In this study, the Goddard Cumulus Ensemble Model (GCE) is used to examine the behavior and response of air-sea interactions, microphysical and precipitation processes, radiational effects, and large-scale forcings in the evolution of two multi-day tropical convective systems. The first system is over the relatively cool and dry atmosphere of the eastern Atlantic (1-7 September 1974; GATE), while the second is over the warmer and more moist tropical waters of the western Pacific Ocean (19-27 December 1992; TOGA COARE). Both two- and three-dimensional versions of the GCE are used to conduct the simulations, which includes a full three-class ice-phase microphysics scheme, and explicit interactions between the cloud microphysics, radiation, and surface fluxes.

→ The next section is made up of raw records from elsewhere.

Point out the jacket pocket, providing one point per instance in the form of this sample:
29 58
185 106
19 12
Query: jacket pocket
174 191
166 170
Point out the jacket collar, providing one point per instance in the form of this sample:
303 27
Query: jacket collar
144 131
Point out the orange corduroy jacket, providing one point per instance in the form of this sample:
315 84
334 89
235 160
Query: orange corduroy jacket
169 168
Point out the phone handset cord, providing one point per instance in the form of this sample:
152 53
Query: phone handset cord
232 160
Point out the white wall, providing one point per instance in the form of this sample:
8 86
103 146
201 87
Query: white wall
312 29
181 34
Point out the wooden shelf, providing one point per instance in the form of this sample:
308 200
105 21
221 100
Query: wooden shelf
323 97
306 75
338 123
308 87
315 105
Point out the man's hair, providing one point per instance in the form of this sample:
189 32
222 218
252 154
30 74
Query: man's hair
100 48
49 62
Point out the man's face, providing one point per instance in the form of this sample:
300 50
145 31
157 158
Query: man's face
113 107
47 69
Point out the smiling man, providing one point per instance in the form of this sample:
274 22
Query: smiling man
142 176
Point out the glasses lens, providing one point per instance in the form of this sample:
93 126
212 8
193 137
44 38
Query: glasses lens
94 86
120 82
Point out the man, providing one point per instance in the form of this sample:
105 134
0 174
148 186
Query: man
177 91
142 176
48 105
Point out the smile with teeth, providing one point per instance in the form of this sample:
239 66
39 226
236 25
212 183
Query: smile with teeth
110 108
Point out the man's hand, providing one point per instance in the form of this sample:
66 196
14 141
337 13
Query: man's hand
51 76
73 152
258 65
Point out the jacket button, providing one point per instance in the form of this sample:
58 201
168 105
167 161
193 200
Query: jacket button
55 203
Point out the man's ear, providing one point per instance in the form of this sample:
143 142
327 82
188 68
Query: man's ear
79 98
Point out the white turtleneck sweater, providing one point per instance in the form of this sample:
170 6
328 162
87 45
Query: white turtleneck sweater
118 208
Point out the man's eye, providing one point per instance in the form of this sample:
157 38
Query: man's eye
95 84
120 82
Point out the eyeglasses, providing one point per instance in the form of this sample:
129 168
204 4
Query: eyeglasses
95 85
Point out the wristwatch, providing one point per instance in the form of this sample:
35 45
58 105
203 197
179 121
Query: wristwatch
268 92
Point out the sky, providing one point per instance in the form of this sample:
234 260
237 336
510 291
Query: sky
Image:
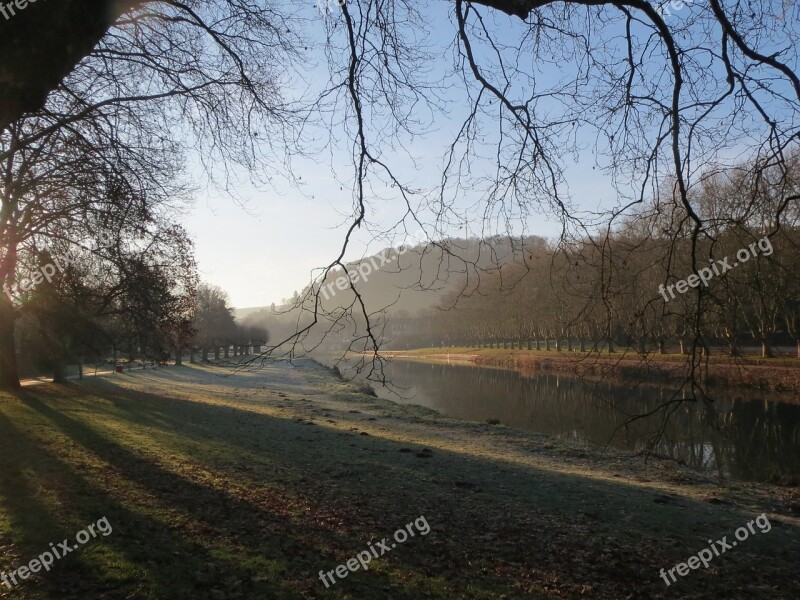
262 250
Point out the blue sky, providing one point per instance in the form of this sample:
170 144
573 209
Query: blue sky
263 251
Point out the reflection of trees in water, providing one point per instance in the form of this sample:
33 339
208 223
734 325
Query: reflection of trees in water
746 439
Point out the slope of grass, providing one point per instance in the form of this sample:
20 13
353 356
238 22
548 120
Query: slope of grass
247 486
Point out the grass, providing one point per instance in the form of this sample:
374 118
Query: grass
247 486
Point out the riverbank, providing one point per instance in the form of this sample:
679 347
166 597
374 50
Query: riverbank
246 486
772 374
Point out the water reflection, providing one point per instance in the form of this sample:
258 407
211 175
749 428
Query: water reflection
745 438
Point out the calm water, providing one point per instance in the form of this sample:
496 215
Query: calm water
747 437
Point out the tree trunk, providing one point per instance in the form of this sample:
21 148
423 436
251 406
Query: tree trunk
9 376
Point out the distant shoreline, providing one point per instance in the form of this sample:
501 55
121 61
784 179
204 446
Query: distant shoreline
773 374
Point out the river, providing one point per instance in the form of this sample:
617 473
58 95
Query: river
746 436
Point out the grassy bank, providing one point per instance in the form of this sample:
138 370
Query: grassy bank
247 486
779 374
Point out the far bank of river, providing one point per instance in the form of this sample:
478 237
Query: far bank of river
745 435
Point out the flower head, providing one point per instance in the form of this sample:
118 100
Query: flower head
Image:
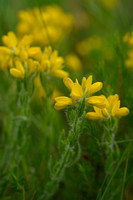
52 64
112 109
78 92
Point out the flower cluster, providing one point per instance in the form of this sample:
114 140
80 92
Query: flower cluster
104 107
112 108
23 59
46 25
78 92
128 39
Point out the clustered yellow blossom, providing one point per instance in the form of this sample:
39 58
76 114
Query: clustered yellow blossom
95 43
78 92
128 38
104 107
73 62
111 109
87 45
107 3
47 25
52 63
22 59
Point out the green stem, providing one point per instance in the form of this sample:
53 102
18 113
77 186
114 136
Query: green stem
66 158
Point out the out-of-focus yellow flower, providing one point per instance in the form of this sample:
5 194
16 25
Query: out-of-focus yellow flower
73 62
91 43
109 3
39 91
52 64
112 109
129 60
46 25
14 48
18 71
128 38
78 92
55 94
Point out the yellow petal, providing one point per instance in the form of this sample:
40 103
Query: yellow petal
115 108
98 111
105 112
59 73
93 116
76 91
23 55
68 82
16 73
95 88
35 52
5 50
88 82
112 99
19 66
10 39
122 112
83 82
62 102
98 101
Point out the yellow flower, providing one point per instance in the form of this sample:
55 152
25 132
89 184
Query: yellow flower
73 62
110 3
52 64
62 102
19 71
78 92
14 48
39 91
112 109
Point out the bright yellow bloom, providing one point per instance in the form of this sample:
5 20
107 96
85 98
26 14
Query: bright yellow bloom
110 3
19 71
52 64
112 108
62 102
46 25
73 62
87 45
14 48
39 91
78 92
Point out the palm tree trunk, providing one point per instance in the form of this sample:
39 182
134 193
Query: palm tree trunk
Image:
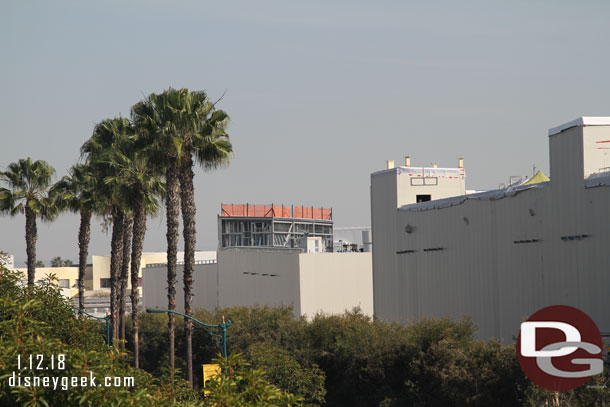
128 225
84 235
31 236
187 200
172 214
116 252
139 231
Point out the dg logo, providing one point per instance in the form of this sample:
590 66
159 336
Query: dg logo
560 348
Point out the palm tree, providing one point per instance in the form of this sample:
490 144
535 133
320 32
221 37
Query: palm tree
182 127
205 141
28 186
124 277
156 119
77 193
142 184
110 136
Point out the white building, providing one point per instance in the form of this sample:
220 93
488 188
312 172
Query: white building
500 255
100 276
309 282
8 260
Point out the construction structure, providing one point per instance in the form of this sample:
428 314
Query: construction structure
273 225
310 283
498 255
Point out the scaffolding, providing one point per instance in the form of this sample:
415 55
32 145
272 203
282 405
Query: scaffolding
247 225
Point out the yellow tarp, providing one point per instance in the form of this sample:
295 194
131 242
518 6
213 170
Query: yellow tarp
538 178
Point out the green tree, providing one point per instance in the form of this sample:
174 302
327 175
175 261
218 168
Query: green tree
240 385
141 185
28 185
288 374
77 192
156 119
111 137
182 127
204 141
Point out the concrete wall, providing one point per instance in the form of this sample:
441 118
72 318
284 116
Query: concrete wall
205 293
61 273
335 282
101 265
391 189
264 277
501 260
310 283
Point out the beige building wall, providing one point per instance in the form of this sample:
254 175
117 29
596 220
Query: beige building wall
391 189
66 278
310 283
101 265
259 277
154 286
332 283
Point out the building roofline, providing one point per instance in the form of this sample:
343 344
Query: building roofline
581 121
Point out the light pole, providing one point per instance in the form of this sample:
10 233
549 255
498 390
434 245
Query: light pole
222 326
106 318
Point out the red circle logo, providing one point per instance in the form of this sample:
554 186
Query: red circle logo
560 348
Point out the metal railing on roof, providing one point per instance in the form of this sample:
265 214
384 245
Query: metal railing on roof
181 263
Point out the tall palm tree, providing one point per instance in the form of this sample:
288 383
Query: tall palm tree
124 276
206 142
182 127
156 119
142 185
77 192
109 136
28 187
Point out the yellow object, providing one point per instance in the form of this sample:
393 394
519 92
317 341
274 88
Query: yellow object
538 178
209 371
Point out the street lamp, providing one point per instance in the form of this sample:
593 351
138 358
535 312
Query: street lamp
106 318
222 326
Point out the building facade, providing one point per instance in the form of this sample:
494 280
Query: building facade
273 225
500 255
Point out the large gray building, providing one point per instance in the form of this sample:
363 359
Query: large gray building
279 226
499 255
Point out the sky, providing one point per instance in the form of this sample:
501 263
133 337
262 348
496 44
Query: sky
320 93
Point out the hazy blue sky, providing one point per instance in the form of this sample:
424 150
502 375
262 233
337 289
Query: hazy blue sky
320 93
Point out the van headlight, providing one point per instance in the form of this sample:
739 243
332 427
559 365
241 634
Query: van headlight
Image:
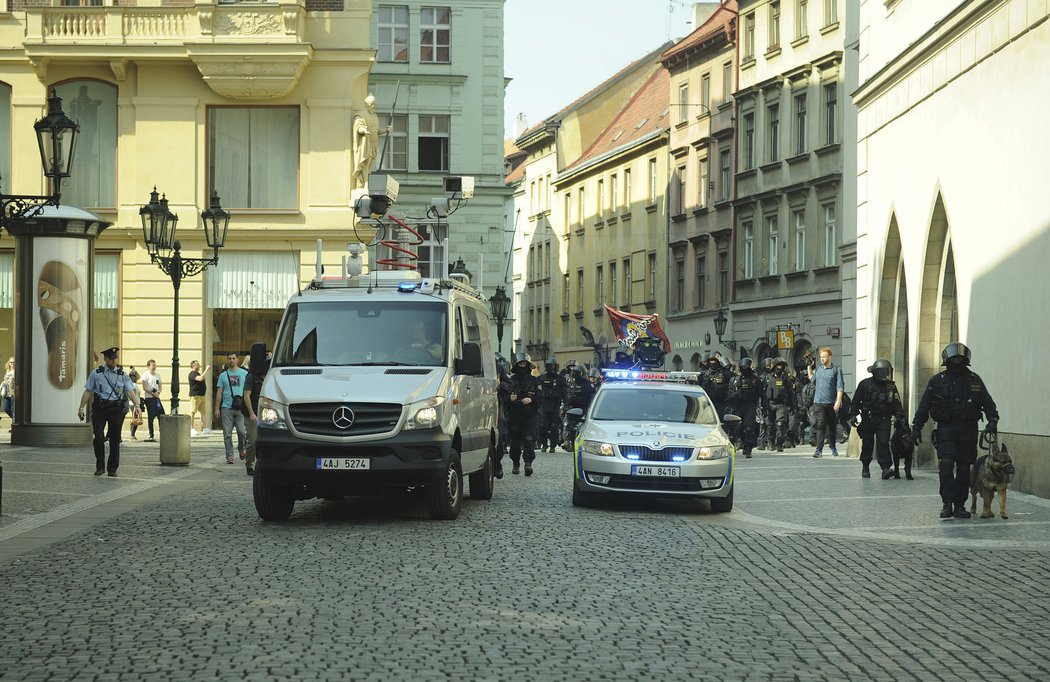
272 413
599 448
717 452
425 413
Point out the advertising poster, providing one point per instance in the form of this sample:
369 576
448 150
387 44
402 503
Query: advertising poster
60 316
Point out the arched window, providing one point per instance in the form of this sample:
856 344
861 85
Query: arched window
92 105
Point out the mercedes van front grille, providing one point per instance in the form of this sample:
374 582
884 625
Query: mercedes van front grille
344 419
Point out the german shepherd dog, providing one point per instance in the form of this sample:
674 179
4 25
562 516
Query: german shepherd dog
902 445
991 474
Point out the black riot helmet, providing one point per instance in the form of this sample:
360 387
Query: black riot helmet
954 354
881 369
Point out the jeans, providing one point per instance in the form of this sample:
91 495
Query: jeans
233 418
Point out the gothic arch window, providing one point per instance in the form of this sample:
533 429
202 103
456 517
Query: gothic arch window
92 105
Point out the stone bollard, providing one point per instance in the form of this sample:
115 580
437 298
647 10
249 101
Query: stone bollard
174 440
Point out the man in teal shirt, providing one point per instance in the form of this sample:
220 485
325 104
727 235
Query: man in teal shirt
229 405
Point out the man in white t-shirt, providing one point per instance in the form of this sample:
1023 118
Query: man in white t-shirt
151 393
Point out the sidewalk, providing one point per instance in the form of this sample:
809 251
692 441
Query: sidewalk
51 492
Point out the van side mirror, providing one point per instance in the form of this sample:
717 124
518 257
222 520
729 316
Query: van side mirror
470 362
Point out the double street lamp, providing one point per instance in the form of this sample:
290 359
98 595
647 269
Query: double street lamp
500 304
57 141
159 233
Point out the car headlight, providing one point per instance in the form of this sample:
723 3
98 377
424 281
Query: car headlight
717 452
425 413
599 448
272 413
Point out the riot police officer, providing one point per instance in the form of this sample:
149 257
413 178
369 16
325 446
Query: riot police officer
954 399
107 391
875 405
744 396
714 381
550 397
780 399
522 407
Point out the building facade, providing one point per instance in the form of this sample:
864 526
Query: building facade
438 82
702 73
953 237
791 252
251 101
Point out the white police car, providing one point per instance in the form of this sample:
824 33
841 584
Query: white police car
653 433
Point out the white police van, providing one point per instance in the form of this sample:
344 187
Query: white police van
379 382
653 433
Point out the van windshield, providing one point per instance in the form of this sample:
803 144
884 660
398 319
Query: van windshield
362 333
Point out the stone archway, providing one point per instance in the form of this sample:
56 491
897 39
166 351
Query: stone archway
891 338
939 303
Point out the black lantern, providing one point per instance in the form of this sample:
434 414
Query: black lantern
500 305
57 140
159 233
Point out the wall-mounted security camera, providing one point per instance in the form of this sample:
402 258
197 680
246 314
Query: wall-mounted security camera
461 187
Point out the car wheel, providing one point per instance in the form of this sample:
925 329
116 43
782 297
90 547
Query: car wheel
272 503
722 505
581 498
445 496
482 483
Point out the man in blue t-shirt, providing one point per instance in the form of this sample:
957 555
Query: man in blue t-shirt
229 405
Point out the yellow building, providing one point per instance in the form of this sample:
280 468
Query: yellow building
615 217
252 101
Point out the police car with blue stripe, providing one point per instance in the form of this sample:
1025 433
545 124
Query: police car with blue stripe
654 433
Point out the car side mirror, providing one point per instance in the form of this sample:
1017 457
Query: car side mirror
470 362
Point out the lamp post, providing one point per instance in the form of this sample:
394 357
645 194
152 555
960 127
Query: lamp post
720 321
499 303
57 142
159 233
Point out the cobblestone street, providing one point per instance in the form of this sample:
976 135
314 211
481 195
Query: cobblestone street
815 575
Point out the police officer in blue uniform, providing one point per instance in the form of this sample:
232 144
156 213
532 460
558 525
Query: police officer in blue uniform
106 397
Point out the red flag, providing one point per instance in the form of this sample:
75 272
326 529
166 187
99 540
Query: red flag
629 327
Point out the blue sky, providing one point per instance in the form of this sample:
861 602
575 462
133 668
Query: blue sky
558 49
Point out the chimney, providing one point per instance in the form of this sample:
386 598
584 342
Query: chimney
702 12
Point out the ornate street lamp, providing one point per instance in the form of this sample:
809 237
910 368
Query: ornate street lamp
57 141
159 233
500 304
720 321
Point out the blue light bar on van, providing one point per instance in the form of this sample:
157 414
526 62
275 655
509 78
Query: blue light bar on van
649 375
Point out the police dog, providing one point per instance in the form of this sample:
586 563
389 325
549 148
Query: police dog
902 446
991 474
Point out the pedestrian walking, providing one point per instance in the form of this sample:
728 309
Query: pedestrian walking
151 393
522 408
827 389
876 405
954 399
229 405
744 396
105 398
198 388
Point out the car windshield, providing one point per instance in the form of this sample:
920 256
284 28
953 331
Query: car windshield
362 333
653 405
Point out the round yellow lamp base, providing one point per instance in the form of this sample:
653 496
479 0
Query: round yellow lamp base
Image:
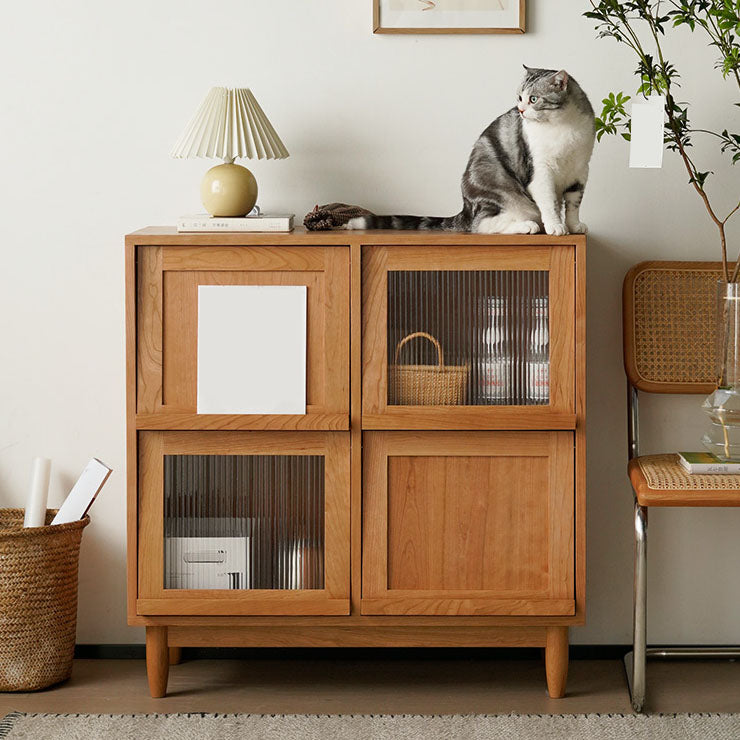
228 190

The convective cloud systems from the GATE and TOGA-COARE simulations will be compared which each other in order to evaluate the role of environmental and cloud-scale forcings on tropical convective development. Some results which will be compared and presented from these simulations include (1) quantified heating and moisture budgets in the convective and stratiform regions; (2) domain-averaged mass fluxes, radiation fluxes, surface fluxes, cloud fractions, and precipitation amounts; (3) temperature and moisture deviations from observations; and (4) profiles of the hydrometeor distributions. The simulated results will also be compared to observations in order to quantify the relative significance in which surface processes, radiation, microphysics, large-scale forcings, and domain dimension play in the development and evolution of these systems.